The works are haunting, mysterious, and evocative. A girl is poised at the edge of a plank, suspended high over an abyss. A man in white trembles. Or dances? A woman lies beneath white blankets in a poetic study of stillness. Dreaming? Dead? The silhouette of a figure stands before a vast dead whale on the proscenium stage of a vacant theater. Each image is a world of contrasts—majestic, profane, grotesque, nostalgic—inviting contemplation and unease in equal measure.

The works in this and Miller’s previous two exhibitions with Gagosian were created using DALL•E 2, the first publicly released generative AI system. Miller produced and archived over a hundred thousand images from the period before the model was released and through the time it began to change. The paradoxical visions of these works emerged from cultivating the hallucinatory qualities of the model—elements that Miller embraced and shaped, rather than smoothed over. DALL•E 2 has since been rendered obsolete by newer versions and other generative AI systems.

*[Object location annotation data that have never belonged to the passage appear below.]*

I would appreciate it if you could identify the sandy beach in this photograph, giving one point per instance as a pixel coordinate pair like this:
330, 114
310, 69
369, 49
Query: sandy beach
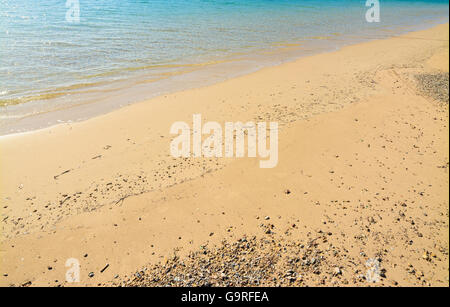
361, 183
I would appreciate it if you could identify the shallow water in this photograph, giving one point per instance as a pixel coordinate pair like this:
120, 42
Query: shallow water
155, 46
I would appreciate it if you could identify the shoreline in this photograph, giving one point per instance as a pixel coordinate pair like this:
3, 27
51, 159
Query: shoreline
82, 110
363, 154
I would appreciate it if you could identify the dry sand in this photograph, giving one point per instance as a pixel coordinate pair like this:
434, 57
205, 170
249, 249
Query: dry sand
362, 177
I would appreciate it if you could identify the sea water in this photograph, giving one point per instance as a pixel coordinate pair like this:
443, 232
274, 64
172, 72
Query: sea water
122, 51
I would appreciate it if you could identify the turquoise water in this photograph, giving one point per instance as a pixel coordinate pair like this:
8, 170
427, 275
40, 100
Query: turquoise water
43, 56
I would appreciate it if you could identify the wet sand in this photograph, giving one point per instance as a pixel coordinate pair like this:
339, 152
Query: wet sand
362, 178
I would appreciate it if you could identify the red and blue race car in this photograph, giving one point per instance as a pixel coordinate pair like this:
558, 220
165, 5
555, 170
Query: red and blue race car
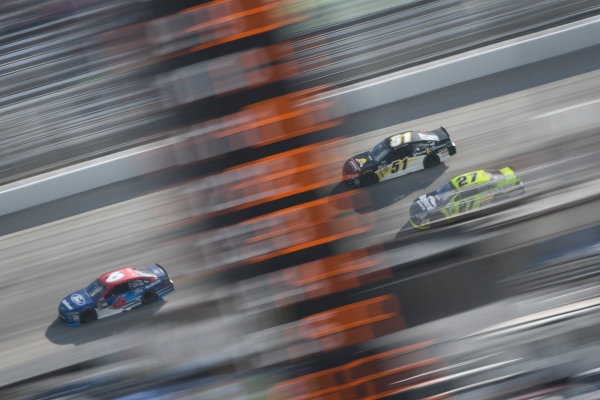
115, 292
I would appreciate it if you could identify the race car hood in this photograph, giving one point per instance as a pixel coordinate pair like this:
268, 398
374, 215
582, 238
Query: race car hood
425, 203
441, 133
357, 163
361, 161
76, 301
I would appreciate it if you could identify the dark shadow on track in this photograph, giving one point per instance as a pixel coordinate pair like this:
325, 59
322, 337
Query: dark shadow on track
59, 333
372, 198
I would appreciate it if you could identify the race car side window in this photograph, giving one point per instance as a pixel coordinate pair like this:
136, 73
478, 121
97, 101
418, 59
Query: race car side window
399, 152
118, 289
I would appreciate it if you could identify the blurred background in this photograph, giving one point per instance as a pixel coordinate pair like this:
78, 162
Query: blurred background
209, 136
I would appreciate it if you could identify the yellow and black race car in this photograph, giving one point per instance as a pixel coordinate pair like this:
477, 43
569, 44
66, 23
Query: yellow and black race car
465, 193
398, 155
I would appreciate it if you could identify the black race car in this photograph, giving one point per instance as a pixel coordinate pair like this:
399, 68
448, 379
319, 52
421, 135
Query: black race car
398, 155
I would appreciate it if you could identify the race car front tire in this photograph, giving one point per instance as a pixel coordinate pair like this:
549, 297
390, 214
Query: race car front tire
88, 315
369, 178
149, 297
432, 160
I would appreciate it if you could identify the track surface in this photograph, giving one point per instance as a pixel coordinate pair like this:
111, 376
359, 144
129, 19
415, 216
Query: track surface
545, 127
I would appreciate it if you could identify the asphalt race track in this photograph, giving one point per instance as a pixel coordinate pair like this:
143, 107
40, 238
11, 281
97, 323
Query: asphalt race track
547, 130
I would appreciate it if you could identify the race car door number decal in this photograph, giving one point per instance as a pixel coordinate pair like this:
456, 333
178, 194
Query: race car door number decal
115, 276
462, 180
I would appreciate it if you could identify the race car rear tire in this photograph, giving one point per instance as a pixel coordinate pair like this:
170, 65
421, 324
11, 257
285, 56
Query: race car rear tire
432, 160
369, 178
149, 297
88, 315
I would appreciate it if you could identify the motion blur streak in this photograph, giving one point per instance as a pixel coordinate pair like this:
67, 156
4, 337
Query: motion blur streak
288, 284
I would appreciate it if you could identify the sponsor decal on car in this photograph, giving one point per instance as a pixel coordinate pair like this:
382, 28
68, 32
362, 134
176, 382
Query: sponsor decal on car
77, 299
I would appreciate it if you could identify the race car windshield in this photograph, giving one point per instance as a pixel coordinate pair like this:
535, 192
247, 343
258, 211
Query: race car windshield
379, 152
447, 188
145, 271
95, 289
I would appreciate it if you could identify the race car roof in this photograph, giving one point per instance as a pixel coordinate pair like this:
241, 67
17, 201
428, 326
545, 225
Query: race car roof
114, 277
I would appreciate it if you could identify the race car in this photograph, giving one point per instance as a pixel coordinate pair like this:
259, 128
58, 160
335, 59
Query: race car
115, 292
465, 193
398, 155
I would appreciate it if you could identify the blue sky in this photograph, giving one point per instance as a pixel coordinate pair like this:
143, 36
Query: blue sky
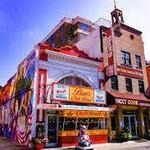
24, 23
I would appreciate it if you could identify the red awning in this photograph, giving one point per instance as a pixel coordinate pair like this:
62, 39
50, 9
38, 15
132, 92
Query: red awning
128, 96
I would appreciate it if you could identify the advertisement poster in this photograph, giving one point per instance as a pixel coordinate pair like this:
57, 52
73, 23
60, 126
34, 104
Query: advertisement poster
61, 92
100, 96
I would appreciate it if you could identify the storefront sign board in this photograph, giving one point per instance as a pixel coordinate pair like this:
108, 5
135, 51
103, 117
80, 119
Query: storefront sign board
61, 92
126, 71
90, 132
80, 94
83, 113
100, 96
132, 102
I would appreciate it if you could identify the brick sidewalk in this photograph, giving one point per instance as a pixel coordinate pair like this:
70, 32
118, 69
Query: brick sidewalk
6, 144
130, 145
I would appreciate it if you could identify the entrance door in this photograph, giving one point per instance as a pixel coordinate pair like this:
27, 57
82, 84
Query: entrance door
52, 130
130, 123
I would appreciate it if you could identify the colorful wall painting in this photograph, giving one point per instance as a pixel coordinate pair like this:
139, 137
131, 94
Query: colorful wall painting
17, 97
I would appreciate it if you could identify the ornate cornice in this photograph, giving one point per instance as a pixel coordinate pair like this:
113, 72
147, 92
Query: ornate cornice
72, 59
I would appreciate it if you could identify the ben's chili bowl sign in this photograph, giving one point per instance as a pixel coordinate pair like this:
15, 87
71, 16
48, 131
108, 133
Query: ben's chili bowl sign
78, 94
132, 102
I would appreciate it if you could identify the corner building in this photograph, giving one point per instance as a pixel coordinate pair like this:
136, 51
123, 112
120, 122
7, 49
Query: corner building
58, 89
126, 78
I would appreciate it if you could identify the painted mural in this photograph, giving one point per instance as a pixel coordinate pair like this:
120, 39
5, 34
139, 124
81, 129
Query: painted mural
16, 98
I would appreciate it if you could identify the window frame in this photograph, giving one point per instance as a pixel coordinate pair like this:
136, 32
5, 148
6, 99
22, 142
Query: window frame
114, 83
126, 57
141, 86
129, 87
138, 62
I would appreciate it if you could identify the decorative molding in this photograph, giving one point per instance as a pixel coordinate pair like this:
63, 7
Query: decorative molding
73, 59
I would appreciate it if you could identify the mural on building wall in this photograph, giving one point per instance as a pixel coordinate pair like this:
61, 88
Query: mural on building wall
17, 98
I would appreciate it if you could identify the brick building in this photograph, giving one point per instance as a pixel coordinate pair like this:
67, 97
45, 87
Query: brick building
148, 77
69, 30
126, 78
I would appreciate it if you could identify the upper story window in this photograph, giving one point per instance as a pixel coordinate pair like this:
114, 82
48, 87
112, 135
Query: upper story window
73, 80
141, 86
138, 61
84, 26
128, 84
126, 59
114, 83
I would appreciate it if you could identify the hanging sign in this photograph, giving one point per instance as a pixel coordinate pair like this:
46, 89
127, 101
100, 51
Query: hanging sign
80, 94
110, 67
61, 92
100, 96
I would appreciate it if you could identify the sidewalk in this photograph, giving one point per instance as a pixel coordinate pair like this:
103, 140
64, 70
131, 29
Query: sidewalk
7, 144
130, 145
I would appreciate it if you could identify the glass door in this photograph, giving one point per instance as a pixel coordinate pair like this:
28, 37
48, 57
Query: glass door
130, 123
133, 127
52, 130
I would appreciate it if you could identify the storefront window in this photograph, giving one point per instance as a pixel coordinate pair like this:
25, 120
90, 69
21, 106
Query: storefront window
70, 124
113, 123
72, 80
61, 122
82, 121
102, 123
93, 123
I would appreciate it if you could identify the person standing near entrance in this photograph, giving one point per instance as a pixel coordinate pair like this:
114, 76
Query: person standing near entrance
84, 139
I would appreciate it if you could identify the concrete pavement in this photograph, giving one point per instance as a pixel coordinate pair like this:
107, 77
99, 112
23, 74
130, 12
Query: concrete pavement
6, 144
130, 145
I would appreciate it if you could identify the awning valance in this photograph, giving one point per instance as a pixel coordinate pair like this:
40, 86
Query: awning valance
127, 99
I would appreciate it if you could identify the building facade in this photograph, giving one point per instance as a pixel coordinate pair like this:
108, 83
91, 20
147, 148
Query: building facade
126, 78
148, 77
58, 90
69, 31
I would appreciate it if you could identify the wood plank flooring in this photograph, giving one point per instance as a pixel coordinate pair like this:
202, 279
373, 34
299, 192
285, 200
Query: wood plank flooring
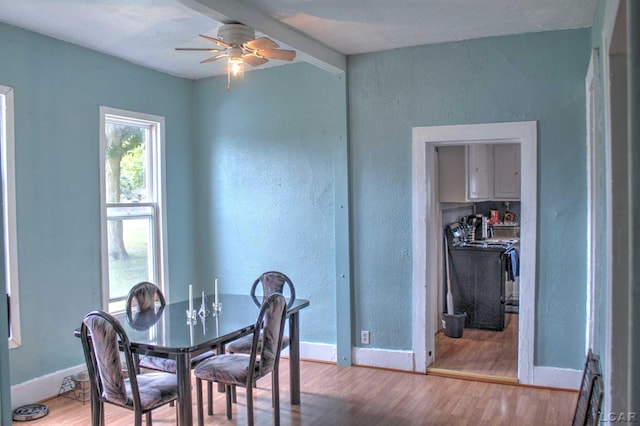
480, 352
333, 395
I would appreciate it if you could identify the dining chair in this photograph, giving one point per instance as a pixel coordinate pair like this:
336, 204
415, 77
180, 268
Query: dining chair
244, 369
102, 339
145, 301
272, 282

The glitches and relative crudeness of DALL•E 2 are integral to the work, as Miller merges ethereal qualities of early photography with surreal outputs unique to this model as it existed at a finite point in time. Drawing from strategies reminiscent of modernist and Surrealist photographers, he employs cropping, blurring, and selective focus to destabilize visual expectations, creating images that defy resolution and explore ambiguity.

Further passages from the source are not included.